The consequent narrowing of the curriculum in no accidental by-product of standardised testing. Business leaders have campaigned for standardised testing in the belief that it will force schools to focus on the basic skills they need their employees to have such as reading, writing and mathematics, the subjects that are tested. What they don’t want is a curriculum packed with electives irrelevant to the workplace, or worse still subjects that expose children to differing views and values and that promote critical thinking.
It is not enough for schools to be managed like businesses and to treat students like products. Business reformers also want schools to compete in an educational marketplace for students. Various Australian states have restructured schools to introduce competition. In Victoria, where ‘reforms’ were the most radical, schools were dezoned during the 1990s and their funding became dependent on enrolments.
The right of every child to a high quality education is being replaced by the superficial right of every parent to choose the school their child attends. The political agenda behind the promotion of these consumer-oriented rights is the reconstitution of education in the business model. Education, once a public good and a human right, is becoming a commodity and parental participation in school education has been reduced to consumer choice. The main reason why the Australian government wants school test results available to parents is to encourage the exercise of that choice.
As part of the push for schools to become more like competing businesses there has been a major push for the private provision of educational services in many countries. The introduction of business management structures into education, along with the elimination of many of the functions and professional services provided to schools for free by government education departments, was an early step in this process. It opened the way for “a host of private agencies, consultants and professional firms” to fill the gap on a commercial basis.7
Private provision has occurred at three levels: supplementary services such as catering and cleaning; private educational services provided outside of school hours, such as tutoring, educational software and after school care; and core education services such as managing or operating schools. At the extreme end of the privatisation spectrum are schools that are run as businesses for profit, as are many US publicly-funded charter schools.
In many countries a public abhorrence of for-profit education combined with a scepticism on the part of the business community that profits can actually be made from running schools, has ruled out for-profit schools. However in the UK public schools are increasingly being run by private entities, including businesses, with public money.
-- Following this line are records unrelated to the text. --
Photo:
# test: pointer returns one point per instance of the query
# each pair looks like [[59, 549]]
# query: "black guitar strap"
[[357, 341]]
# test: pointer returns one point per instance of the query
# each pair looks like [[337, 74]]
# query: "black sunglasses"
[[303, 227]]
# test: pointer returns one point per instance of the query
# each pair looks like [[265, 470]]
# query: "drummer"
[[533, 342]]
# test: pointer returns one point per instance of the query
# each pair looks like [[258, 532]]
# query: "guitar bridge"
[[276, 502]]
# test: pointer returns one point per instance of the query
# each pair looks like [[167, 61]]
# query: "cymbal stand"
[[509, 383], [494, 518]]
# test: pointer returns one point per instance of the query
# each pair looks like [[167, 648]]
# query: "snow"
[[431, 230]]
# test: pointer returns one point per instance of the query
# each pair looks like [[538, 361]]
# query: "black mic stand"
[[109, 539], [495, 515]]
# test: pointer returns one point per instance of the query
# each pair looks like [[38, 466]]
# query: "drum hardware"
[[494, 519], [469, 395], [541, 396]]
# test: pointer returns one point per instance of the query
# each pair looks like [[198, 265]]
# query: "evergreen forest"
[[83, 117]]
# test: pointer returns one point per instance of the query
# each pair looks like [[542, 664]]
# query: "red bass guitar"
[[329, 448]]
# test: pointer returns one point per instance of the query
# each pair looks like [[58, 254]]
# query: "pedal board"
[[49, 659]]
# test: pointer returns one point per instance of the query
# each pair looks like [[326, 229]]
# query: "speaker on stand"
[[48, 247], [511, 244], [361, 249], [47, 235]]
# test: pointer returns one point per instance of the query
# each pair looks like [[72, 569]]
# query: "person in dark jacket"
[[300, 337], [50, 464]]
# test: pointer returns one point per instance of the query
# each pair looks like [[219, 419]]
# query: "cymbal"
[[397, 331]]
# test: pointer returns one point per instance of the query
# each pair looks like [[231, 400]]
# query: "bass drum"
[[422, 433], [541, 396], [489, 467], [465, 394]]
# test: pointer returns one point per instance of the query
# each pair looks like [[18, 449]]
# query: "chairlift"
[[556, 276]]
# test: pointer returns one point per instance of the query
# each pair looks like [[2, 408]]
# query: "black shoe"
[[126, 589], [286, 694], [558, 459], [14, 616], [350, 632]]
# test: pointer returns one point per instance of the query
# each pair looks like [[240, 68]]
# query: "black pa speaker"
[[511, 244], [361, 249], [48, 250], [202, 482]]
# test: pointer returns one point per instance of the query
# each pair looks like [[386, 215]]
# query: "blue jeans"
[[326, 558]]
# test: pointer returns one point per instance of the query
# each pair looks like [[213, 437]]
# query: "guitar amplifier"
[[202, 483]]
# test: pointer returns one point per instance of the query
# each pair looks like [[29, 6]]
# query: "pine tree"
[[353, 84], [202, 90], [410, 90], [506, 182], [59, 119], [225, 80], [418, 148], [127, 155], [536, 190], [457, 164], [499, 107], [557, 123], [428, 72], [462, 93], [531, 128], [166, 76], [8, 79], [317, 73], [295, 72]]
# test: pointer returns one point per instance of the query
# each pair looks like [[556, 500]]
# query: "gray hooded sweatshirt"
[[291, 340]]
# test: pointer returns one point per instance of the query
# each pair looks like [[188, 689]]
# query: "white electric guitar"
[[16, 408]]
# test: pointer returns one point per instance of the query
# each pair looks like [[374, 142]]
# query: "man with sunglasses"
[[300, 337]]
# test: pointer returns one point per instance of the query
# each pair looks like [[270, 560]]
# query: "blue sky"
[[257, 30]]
In Australia private schools receive an increasing share of public funding, ensuring that private schools are an increasingly attractive option for parents encouraged to view education as a consumer choice. In each case the ideals of public education are being eroded in order to encourage a private market in education.
3. Terri Seddonet al., ‘Remaking Public Education: After a Nation-Building State Changes Its Mind’, in Alan Reid (ed.), Going Public: Education Policy and Public Education in Australia, Canberra, Australian Curriculum Studies Association (ACSA), 1998, p77.
4. See for example Linda Doherty, ‘Affordable Learning Top of Wish List’, Sydney Morning Herald, 31 July 2004, p. 10.
5. Children Schools and Families Committee, ‘Testing and Assessment: Third Report of Session 2007-08’, House of Commons, 13 May 2008, p. 21.